You know, I still haven’t come across a single plausible explanation for why our enlightened urban planners think that Singapore can turn out to be the only city in the world where cycling is both a major mode of transport and mainly done on sidewalks. Because, as I have remarked before, the global pattern is that the most bike-friendly cities are the ones where there are the most cyclists on the roads, not on or rubbing shoulders with sidewalks. And no wonder, too: sidewalks have higher accident rates for cyclists. Note further that this is without taking into account the fact that accidents on sidewalks are already underreported relative to accidents on roads.

Ah, yes. The one more step. Sembawang and Woodlands are going the way of Tampines. The justification for it is shitty:

Surveys have indicated that both cyclists and pedestrians there seemed generally in favour of the idea of sharing the footpaths in order to get cyclists off the busy roads.

The initiative in Sembawang and Woodlands was the result of feedback from residents, who wanted to minimise accidents and conflict between cyclists and pedestrians.

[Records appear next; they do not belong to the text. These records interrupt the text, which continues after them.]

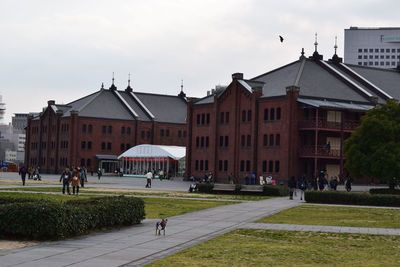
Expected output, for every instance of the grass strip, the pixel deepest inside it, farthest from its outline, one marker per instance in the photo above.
(246, 247)
(337, 216)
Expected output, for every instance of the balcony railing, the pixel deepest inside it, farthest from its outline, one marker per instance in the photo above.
(322, 152)
(348, 125)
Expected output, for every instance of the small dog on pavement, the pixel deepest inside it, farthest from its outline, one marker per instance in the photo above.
(160, 226)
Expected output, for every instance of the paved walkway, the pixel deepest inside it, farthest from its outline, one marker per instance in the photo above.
(322, 228)
(138, 245)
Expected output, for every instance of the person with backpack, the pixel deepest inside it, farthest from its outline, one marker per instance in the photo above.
(76, 181)
(66, 179)
(22, 172)
(302, 186)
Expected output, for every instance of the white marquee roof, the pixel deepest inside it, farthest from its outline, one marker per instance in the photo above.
(154, 151)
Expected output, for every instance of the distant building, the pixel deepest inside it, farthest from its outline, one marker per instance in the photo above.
(93, 130)
(290, 121)
(372, 47)
(19, 120)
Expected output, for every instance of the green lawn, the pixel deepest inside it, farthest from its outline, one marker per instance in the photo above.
(337, 216)
(142, 193)
(283, 248)
(154, 207)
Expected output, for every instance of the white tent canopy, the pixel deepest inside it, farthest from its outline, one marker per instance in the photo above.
(155, 151)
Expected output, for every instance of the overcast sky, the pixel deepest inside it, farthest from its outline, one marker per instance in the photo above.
(63, 50)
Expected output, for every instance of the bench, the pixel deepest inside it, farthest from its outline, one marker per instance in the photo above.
(224, 187)
(252, 188)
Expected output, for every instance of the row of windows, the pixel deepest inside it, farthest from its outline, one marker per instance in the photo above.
(200, 141)
(376, 63)
(271, 140)
(377, 57)
(201, 165)
(377, 50)
(203, 119)
(271, 166)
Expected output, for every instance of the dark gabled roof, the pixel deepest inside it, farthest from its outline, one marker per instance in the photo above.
(107, 106)
(165, 108)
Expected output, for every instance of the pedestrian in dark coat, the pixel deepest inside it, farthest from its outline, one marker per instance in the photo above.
(66, 179)
(292, 186)
(22, 172)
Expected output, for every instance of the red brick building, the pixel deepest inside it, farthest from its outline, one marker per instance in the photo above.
(93, 130)
(286, 122)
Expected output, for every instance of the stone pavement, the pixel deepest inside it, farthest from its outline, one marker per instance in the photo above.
(138, 245)
(321, 228)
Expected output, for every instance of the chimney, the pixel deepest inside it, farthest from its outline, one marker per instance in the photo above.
(237, 76)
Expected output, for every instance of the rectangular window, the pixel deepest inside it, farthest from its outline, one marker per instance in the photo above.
(247, 165)
(277, 166)
(271, 166)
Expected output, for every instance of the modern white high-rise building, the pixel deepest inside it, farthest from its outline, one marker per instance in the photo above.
(373, 47)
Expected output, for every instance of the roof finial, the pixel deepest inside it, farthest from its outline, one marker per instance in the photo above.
(181, 85)
(316, 42)
(113, 87)
(335, 47)
(129, 88)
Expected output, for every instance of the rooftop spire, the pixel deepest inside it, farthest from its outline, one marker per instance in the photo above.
(335, 46)
(113, 87)
(316, 42)
(129, 88)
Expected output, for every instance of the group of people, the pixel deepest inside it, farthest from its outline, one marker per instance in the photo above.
(33, 173)
(76, 176)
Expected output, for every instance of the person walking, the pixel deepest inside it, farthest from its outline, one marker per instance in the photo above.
(99, 174)
(66, 179)
(76, 181)
(302, 186)
(292, 186)
(149, 176)
(22, 172)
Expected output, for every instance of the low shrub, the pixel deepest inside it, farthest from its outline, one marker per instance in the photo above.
(45, 219)
(275, 190)
(205, 188)
(385, 191)
(336, 197)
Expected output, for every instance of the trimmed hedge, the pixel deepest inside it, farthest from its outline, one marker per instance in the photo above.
(205, 188)
(275, 190)
(335, 197)
(44, 219)
(384, 191)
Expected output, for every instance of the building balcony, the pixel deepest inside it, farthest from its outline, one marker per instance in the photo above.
(322, 152)
(323, 124)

Sorry to be an elitist, but most casual cyclists and pedestrians don’t know shit about transportation and urban planning research. The mistaken perceptions these residents have are worthless in the light of the myriad studies showing a higher risk of accidents on off-road paths (if the studies in my sidewalk cycling post are not enough for you, check out this long list of references).

I have a sneaking feeling (and I’m not the only one who thinks this) that this is part of a creeping phenomenon of driving cyclists off the roads. After all, even if they do not officially ban cyclists from the roads, how many more drivers in Sembawang and Woodlands are going to look at the new ‘cycling paths’ and think, when they next see a cyclist on the road, that that cyclist is not supposed to be there? Plenty of drivers already think that way. The last thing we need is official encouragement for the idea that cyclists do not belong on the roads. The large number of triathletes in Singapore may mean that cyclists won’t be outright banned from the roads, but you just need an increase in driver misbehavior to drive more of us off the road. And it’s hardly implausible that drivers will tend to get more tetchy when they perceive something that does not ‘belong’ on the road as obstructing their movements.


1 Response to “One More Step to Marginalisation”

  1. 1 Back2Nature June 29, 2008 at 3:29 pm

    And I wonder how “busy” are roads in Woodlands and Sembawang? 🙂 My intuition is that there must already be many cyclists in these towns, and a reason for that would be the traffic there aren’t busy. Furthermore, I also speculate that the public transport is not an acceptable choice.

    Personally, I think by simply making the width of the left most lane slight wider is good enough for me. This won’t irritate the pedestrians and reduce the challenge for vehicles to overtake cyclists on the road.

    Also, a cheaper way is to identify and label certain pedestrian paths very unsuitable for cycling based on criteria such as high human traffic, wide left most lane, a narrow pedestrian path, etc., and allow cyclists use the unlabeled ones, w/o the need to spend unnecessary resources to build cycling paths.

    Hope they allow cyclists the choice of using either the road, the cycling path, OR those suitable pedestrian paths, but not force cyclists off the road altogether. Thus, for roads w/o cycling path or suitable pedestrian path for cycling, the message would become road is the only place for bicycle.